Director Jon Favreau, who oversaw Disney's CGI-centric remake of The Jungle Book in 2016 to much acclaim, brings the same artistry (thanks to the same visual effects team at Moving Picture Company) to The Lion King — the Hamlet-inspired story of Mufasa (a reprise performance by 88-year-old James Earl Jones), his son and heir to the throne Simba (Donald Glover), and Simba's conspiratorial uncle Scar (Chiwetel Ejiofor), who ascends the throne through murder and manipulation. Only the most die-hard Disney purist would deny that this is a visually stunning achievement in filmmaking. And if aesthetic awe is what you're after at the movies, you'll surely get a return on your personal investment (it's relevant to bear in mind that Beyoncé's Nala comes with a Beyoncé'd version of "Can You Feel the Love Tonight"). If, on the other hand, you're someone who's searching for more a profound motivation for Disney's choice of reboots, you're probably not going to find it in this finished product.
This Lion King gives millennials like myself exactly what they know and love (even boasting a shot-for-shot 1994 vs. 2019 trailer on its IMDb page) while freshening up some jokes that either didn't survive the 25-year journey or were dispensable enough to replace — the best executed of which is the new version of Timon and Pumbaa's 11th-hour hyena diversion (no, the cross-dressing hula number didn't make the cut, but we're all going to be okay). Every choice in the film feels like a meticulous negotiation between the competing interests of old versus new, and the end result is beautiful, sturdy, and perfectly inoffensive.
That being said, Billy Eichner and Seth Rogen deserve a special moment of recognition for succeeding in the film's most difficult job — replacing Nathan Lane and Ernie Sabella as Timon and Pumbaa. Some of the jokes they're handed are better than others (there are a few lazy self-referencing quips during "Hakuna Matata"), but Eichner's dandyish delivery is a delightful complement to Rogen's signature rumpled innocence (John Oliver is a perfect Zazu, as anticipated, but doesn't get as much material as his predecessor, Rowan Atkinson).

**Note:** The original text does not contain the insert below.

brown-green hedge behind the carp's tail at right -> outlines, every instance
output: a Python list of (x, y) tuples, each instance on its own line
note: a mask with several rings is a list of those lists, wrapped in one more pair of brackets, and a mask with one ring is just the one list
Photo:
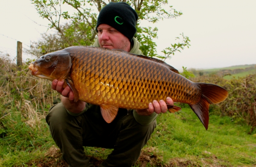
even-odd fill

And yet, the performances of those distinguished comedians have to be relatively subdued to match the lifelike animation, which can't carry as much exaggeration as the 1994 cartoon. Facial expressions are dampened and animal choreography is muted — a merciful guard against gratuitous silliness and a contributor to the darker tone the film strikes on the whole (the stampede scene is possibly even harder to watch in this incarnation). The comedy, however, gets numbed in the process of hewing towards realism.
The sharp comedic editing of the original film has been relaxed in the hyper-realistic atmosphere of the savanna, and the craving for it is something even the dulcet tones of James Earl Jones's famous paternal speech can't satiate. One addition to that father-son moment we can all appreciate, however, is Mufasa's deliberate distinction between "ruler" and "owner" as he shows Simba the land he will one day protect with honor — not govern like a dictator. Perhaps the choice to expound on the responsibility that comes with inherited power was made regardless of current events, but I'd prefer to believe that Disney saw an opening and seized an opportunity.